The thirdcase studyisa biomedical question and answer.While the case study above focused on documents with little content,we are creating asearch-enhanced generationsystemusing the BioASQ dataset to explore larger questions.This dataset contains questions, links to documents, and responses. The answers to the questions can be yes/no, text summaries, factoids, or lists. 4,017 open access documents were downloaded from the BioASQ dataset for a total of 1000 questions. All documents are indexed andquestions are posed to thesearch enhancement generationsystem.

The generated questions are evaluated using the OpenEvals technology implemented by OpenAI, which manually inspects 40 questions, as well as all questions flagged as incorrect by OpenEvals. In this domain, we found that automated evaluations were more pessimistic than human evaluators. However, there is a validity threat to this finding, which we attribute to the fact that BioASQ is a domain-specific dataset and the reviewers were not experts. In other words, they state that large language models may have more knowledge than non-experts.

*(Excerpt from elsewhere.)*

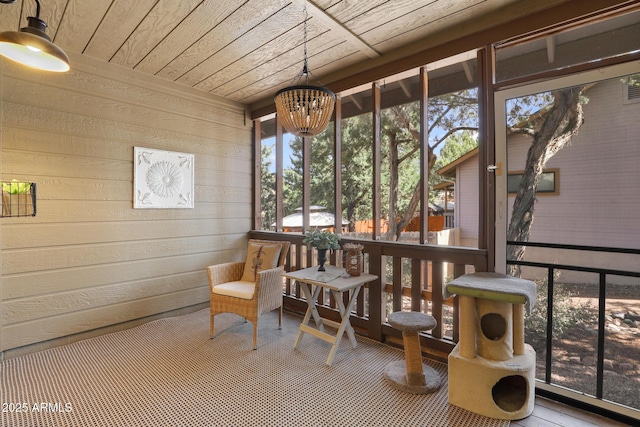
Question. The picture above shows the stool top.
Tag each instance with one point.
(412, 321)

Examples of Failures of Search Enhancement Generation Systems

This paper identifies the following seven failures in search enhancement generation systems based on the three case studies described above. These are identified as the main problems that arise when developing search enhancement generation systems.

The first is lack of content (FP1).This occurs when the system receives a question that it cannot answer from the available documentation. Ideally, the response should be a refusal, such as "Sorry, I don't know," but this may generate the wrong answer to the relevant question.

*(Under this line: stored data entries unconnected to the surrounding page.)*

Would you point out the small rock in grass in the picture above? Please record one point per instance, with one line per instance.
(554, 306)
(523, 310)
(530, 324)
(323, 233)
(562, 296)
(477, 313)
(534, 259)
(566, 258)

The second is missing a higher ranked document(FP2).This is when an answer exists in a document but is not returned to the user because it is not ranked high enough. Theoretically, all documents would be ranked, but in practice, only the top K documents selected based on performance are returned.

The third is not included in context (FP3).This is when a document containing a response is retrieved but is not included in the context in which the response is generated. This is caused by the integration process not properly capturing responses when many documents are returned.

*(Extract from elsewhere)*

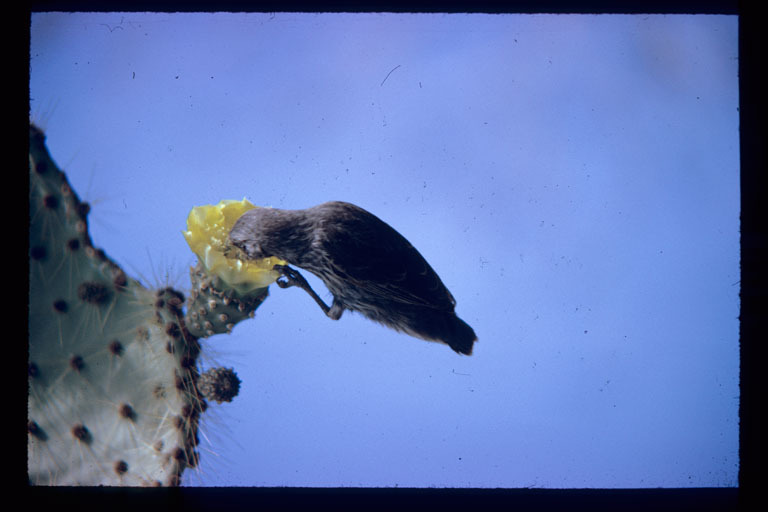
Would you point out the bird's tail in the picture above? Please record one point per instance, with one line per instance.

The fourth is not extracted (FP4).This is when a response is present in the context but the large-scale language model fails to extract the correct response. This occurs when there is too much noise or contradictory information in the context.

The fifth is formatting errors (FP5).This is when a question requires the extraction of information in a specific format, such as a table or list, and the large-scale language model ignores the instructions.

The sixth is lack of specificity (FP6).This is when an answer is returned but lacks or has too much specificity to the user's needs. This occurs especially when mere answers are returned to questions that should include educational content, or when users are unsure of how to ask a question and it is too general.

Finally, the seventh is an incomplete response (FP7).An incomplete answer is not an error, but it is when some extractable information is missing. For example, "What are the main points covered in documents A, B, and C?" it is better to ask the question individually.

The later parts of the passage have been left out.